For data though, as LLM's generate more output, over time wouldn't they be expec...

gaganyaan · on Dec 5, 2023

I don't really buy that line of argument. There's still useful signals, like upvotes, known human writing, or just plain spending time/money to label it yourself. There's also the option of training better algorithms on pre-LLM datasets. It's something to consider, but not any sort of crisis.

throwaway4aday · on Dec 5, 2023

Cleaning and preparing the dataset is a huge part of training. Like the OP mentioned, OpenAI likely have some high quality automation for doing this and that's what's given them a leg up above all other competitors. You can apply the same automation to clear out low quality AI content the same way you remove low quality human content. It's not about the source, just the quality matters.

edmundsauto · on Dec 5, 2023

There must be signals in the data about generated garbage, otherwise humans wouldn't be able to tell. Something like PageRank would be a game changer and potentially solve this issue.

quickthrower2 · on Dec 5, 2023

We need models that need less language data to train. Babies learn to talk on way less data than the entire internet. We need something closer to human experience. Kids have a feel for what is bullshit before they have consumed the entire internet :-).

I think feeding the internet into a LLM will be seen as the mainframe days of AI.

nikhil896 · on Dec 5, 2023

My counter-point to this is that babies are born with a sort of basic pre-trained LLM. Humans are born with our analogical weights & biases in our brains partly optimized to learn language, math, etc. Before pre-training an LLM, the weights & biases of their analogical brain are initialized with random values. Training on the internet can IMO be seen as a kind of "pre-training"

Volundr · on Dec 5, 2023

> Babies learn to talk on way less data than the entire internet.

Is this actually true? My gut check says yes, but I'm also unaware of any meaningful way to actually quantify the volume of sensor data processed by a baby (or anyone else for that matter), and it wouldn't shock me to discover if we could we'd find it to be a huge volume.

quickthrower2 · on Dec 6, 2023

Ah yes. I should be more precise. Less data that is textual. Of course other data sources are plentiful. Including internal and external sensory.

pyuser583 · on Dec 6, 2023

Babies in ancient societies certainly had less exposure to written language, much lower vocabulary, less exposure to music, etc.

Volundr · on Dec 6, 2023

Sure the breadth is (maybe) smaller, but the question is volume. Babies get years of people talking around them, as well as data from their own muscles and vocalizations fed back to them. Is the volume they have consumed to the point the begin talking actually less than the volume consumed by an LLM?

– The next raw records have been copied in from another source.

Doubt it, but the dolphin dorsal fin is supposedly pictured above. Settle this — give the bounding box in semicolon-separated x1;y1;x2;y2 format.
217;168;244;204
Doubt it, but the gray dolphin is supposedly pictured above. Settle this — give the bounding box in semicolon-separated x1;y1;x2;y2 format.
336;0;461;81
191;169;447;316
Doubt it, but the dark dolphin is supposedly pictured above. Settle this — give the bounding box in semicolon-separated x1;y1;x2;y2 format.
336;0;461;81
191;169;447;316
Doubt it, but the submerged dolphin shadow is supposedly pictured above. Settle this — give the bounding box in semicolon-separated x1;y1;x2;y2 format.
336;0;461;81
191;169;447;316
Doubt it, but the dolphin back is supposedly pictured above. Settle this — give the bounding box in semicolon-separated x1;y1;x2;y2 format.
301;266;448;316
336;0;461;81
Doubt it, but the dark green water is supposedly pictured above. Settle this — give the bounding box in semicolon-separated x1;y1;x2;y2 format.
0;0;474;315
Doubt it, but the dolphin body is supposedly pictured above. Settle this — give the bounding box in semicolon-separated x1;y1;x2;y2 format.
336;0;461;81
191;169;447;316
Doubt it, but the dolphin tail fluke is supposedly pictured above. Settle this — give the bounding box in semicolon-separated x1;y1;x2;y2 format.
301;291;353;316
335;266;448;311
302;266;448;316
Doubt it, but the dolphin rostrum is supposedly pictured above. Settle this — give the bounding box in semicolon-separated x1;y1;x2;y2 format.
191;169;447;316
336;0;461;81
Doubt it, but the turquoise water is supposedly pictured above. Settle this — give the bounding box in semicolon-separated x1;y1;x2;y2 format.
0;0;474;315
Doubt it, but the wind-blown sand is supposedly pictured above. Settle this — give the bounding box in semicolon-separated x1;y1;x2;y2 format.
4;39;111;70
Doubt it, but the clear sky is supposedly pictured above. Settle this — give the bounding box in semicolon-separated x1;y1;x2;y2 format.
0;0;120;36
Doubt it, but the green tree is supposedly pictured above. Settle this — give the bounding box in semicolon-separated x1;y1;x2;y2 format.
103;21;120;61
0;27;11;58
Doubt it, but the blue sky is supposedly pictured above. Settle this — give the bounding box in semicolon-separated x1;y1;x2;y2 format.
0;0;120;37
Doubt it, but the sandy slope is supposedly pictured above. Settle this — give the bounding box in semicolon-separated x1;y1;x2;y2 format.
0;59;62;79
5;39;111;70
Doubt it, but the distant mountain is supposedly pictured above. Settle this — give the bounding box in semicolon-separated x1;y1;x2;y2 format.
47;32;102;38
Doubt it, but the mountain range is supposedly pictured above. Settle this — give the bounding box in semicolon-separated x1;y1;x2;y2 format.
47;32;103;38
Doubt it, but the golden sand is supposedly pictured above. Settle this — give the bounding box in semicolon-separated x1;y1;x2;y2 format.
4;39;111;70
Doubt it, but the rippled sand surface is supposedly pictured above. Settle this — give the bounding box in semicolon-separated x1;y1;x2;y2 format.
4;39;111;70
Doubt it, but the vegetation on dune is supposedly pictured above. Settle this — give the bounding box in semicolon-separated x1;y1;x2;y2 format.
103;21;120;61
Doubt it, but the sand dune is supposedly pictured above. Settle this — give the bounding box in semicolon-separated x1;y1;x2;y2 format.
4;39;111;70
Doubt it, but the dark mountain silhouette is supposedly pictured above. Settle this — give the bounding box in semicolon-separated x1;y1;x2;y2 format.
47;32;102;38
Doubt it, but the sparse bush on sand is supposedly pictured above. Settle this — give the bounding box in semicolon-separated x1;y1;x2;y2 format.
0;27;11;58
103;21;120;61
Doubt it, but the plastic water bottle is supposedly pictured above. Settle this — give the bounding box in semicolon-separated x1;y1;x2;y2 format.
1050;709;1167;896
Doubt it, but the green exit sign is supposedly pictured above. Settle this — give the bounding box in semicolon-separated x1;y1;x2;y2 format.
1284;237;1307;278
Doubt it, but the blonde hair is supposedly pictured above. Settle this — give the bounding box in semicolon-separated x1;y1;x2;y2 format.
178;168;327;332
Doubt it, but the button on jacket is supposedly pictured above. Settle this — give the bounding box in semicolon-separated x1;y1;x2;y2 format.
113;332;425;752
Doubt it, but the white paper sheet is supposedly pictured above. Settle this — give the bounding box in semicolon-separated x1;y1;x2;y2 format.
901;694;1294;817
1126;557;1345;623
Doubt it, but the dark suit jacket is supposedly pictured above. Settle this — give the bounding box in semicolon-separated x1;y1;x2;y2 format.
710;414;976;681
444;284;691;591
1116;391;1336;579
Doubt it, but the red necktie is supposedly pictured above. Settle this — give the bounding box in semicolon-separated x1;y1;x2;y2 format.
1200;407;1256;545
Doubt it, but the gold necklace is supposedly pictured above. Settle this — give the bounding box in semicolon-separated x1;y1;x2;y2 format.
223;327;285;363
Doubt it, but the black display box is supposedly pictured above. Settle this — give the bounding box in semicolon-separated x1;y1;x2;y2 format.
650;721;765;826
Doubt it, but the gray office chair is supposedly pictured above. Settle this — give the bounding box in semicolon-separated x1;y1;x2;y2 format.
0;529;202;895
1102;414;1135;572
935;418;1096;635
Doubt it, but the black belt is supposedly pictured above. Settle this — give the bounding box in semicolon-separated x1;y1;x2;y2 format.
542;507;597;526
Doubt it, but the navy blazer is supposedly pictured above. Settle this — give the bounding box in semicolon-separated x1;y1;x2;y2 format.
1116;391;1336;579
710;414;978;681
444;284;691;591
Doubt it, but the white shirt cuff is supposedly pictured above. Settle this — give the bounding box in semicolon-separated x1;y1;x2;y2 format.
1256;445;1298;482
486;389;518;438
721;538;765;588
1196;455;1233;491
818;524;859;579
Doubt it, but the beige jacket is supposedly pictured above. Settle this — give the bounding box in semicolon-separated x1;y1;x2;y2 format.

pyuser583 · on Dec 7, 2023

If you’re taking about babies in ancient societies (which I am), the answer is absolutely yes. They were exposed to much less language, and much less sound, than we are.

Volundr · on Dec 7, 2023

Really? How much less? I'm far from convinced that if you sum up the sheer volume of noises heard, as well the other neurological inputs that goes into learning to speak (ex proprioception) you'd come out with a lesser number than what LLMs are trained on, but I'm open to any real data on this.